As one particular freight forwarder put it, “he doesn’t want the alerts for additional payment to the government so that his boys can continue to extort us on the highways”.
Efforts to speak with the Controller were frustrated by the unit’s spokesman, Mr. Jerry Attah, who kept telling our correspondents that his boss was very busy for such. Even when a formal letter was done for a chat with the Controller based on Attah’s advice, the appointment was abruptly aborted as he told our reporters that his boss could not be seen because, according to him, they were mourning their officer killed by smugglers. This claim did not hold any water as our findings however showed that container ‘booking’ still continued even in the face of the unfortunate death of the said officer.
Why officers are having field day
According to observers, unless something drastic is done to halt the activities of the Lagos FOU, the extortionist initiative will have no end because of the government’s fiscal policies that encourage infractions in the system.
They point out that the Federal Government’s decision to bar 41traded goods from accessing the foreign exchange (forex) market officially is the icing on the cake for the FOU officers. By this policy, importers of the items are free to source for forex anywhere but outside the Central Bank of Nigeria (CBN). To make matters worse, the apex bank barred the commercial banks from opening Form M for importers of such goods.
Consequently, these importers on sourcing their foreign currency privately, purchase these items and ship them down to the country together with other goods valid for forex without declaring them as such since they are not brought in via letters of credits.
On arrival at Nigerian ports, with Destination Inspection that requires local self-declaration of contents of a container in place, the owners now state to Customs the actual things contained in the boxes including the undeclared ones. Since the items are not banned, the Customs cannot seize them. Consequently, to make up for the obvious shortfall in duty payment, a Demand Notice (DN) or supplementary bill is issued by the service.
Since the service lacks scanners to technologically determine the true contents of the box, there could be under-assessment leading to under-payment. There could be of course compromises by examination officials colluding with shippers engaged in under-declaration or concealment during inspection.
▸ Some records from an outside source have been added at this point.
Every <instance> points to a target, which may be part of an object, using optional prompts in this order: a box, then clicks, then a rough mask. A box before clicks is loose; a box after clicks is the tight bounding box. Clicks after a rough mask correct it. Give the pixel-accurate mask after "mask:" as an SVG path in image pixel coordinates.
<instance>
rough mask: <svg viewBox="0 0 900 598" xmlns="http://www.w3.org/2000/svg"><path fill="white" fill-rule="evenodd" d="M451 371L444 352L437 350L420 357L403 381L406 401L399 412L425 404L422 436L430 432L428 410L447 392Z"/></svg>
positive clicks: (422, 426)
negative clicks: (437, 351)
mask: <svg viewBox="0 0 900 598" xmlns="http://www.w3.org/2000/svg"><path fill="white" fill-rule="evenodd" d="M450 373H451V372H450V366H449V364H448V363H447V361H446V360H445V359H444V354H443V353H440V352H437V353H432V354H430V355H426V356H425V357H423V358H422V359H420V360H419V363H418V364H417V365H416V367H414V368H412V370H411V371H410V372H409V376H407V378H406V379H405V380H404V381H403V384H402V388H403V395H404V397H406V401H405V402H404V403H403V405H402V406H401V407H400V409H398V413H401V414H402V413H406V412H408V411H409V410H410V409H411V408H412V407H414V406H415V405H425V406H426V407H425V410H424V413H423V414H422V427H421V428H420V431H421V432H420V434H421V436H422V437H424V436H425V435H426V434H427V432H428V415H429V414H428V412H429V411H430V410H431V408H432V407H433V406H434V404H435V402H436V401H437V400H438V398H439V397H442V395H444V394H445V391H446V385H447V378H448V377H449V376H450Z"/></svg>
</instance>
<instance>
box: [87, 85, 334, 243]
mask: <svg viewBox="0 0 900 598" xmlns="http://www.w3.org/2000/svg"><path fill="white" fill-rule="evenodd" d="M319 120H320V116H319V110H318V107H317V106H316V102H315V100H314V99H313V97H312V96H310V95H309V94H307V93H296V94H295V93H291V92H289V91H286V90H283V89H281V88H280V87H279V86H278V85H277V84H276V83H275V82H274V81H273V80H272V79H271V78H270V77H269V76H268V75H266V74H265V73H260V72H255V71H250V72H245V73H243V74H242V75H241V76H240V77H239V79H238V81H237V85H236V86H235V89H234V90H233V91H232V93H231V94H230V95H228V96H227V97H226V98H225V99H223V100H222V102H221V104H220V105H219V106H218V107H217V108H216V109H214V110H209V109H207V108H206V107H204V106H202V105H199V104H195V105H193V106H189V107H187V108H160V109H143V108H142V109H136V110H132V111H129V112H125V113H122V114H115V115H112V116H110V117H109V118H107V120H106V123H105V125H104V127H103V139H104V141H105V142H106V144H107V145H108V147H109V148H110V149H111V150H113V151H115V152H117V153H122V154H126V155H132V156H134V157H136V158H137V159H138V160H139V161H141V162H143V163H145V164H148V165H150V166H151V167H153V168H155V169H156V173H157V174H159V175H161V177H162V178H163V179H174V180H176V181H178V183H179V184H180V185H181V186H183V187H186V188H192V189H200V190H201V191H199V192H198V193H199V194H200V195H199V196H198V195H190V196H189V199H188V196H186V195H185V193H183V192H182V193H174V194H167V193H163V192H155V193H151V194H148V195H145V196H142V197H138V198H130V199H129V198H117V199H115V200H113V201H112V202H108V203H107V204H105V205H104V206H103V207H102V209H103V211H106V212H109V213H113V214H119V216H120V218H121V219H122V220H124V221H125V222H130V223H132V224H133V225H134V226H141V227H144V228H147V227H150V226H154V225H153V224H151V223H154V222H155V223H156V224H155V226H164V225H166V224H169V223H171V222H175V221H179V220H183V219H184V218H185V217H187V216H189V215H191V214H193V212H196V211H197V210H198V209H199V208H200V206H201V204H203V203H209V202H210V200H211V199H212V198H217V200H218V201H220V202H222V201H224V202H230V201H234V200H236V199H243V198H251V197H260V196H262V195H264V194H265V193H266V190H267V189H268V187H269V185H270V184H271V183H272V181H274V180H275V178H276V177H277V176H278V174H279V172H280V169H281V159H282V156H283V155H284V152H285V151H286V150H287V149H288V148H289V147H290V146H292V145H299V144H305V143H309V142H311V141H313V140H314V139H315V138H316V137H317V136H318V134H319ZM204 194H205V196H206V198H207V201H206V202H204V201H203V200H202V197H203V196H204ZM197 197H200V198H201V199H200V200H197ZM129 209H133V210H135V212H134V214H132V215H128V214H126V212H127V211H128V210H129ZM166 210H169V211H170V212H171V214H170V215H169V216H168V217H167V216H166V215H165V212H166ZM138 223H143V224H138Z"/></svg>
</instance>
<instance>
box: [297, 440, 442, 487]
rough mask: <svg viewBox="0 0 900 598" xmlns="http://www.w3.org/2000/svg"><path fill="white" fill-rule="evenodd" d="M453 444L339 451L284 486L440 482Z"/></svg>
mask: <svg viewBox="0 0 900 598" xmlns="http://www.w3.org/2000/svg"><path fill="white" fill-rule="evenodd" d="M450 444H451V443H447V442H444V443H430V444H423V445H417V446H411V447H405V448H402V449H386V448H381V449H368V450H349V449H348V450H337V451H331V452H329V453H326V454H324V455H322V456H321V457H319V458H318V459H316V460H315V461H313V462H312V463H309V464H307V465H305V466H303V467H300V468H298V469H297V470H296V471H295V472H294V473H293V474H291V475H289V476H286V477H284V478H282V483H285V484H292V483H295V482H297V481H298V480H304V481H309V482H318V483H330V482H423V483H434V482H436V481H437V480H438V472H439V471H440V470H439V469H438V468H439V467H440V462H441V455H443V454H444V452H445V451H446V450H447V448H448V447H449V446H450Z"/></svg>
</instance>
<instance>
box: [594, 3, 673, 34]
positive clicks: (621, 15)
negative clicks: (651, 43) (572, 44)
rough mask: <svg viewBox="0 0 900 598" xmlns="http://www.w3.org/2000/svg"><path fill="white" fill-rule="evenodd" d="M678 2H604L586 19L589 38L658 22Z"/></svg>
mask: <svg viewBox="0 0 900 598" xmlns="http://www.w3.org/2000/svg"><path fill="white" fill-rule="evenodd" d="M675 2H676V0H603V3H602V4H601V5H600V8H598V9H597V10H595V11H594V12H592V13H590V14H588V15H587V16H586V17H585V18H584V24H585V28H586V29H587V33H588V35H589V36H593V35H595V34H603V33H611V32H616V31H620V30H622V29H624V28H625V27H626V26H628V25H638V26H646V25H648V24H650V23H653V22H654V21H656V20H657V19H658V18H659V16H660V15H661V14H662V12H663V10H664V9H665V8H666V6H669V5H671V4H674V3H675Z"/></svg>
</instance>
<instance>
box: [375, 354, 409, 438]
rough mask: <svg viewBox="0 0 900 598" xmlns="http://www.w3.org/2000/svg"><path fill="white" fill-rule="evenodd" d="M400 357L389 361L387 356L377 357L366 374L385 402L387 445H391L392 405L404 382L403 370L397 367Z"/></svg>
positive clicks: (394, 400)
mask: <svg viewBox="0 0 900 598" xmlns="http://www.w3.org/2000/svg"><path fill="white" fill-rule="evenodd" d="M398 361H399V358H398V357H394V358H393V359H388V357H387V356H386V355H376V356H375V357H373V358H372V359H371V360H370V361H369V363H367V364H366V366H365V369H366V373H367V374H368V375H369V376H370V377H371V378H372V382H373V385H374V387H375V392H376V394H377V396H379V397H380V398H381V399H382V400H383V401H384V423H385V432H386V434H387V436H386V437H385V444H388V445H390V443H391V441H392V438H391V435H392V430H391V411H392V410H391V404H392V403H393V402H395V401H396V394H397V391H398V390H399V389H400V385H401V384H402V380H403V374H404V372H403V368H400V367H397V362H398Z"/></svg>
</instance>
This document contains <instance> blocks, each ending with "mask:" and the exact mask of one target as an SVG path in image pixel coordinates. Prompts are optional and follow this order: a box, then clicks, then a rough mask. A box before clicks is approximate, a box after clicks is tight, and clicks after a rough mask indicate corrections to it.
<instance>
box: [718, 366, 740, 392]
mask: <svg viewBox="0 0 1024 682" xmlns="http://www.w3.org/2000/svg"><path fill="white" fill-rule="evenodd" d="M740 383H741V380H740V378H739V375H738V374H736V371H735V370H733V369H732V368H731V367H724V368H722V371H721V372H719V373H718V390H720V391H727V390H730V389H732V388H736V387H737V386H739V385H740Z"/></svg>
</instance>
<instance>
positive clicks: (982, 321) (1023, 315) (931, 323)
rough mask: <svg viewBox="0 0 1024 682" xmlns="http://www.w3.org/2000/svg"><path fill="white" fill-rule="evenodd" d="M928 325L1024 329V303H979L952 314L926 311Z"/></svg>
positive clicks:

With these loopholes, which are relayed to FOU officials by stationed informants, the exited goods become food for the boys who are always at ambush in wait for them.
The normal thing would have been for the officers to prepare supplementary bills for the importers to make up for the infractions by paying into the banks for government but the ‘bills’ are raised via ‘booking’ into private pockets.
Our findings show that Customs top shots in Lagos from the Ikeja head office to the zonal headquarters down to Abuja headquarters, are all in the know of this high level racketeering and allegedly partake in the booty-sharing. The sharing formula will be the subject of another next edition.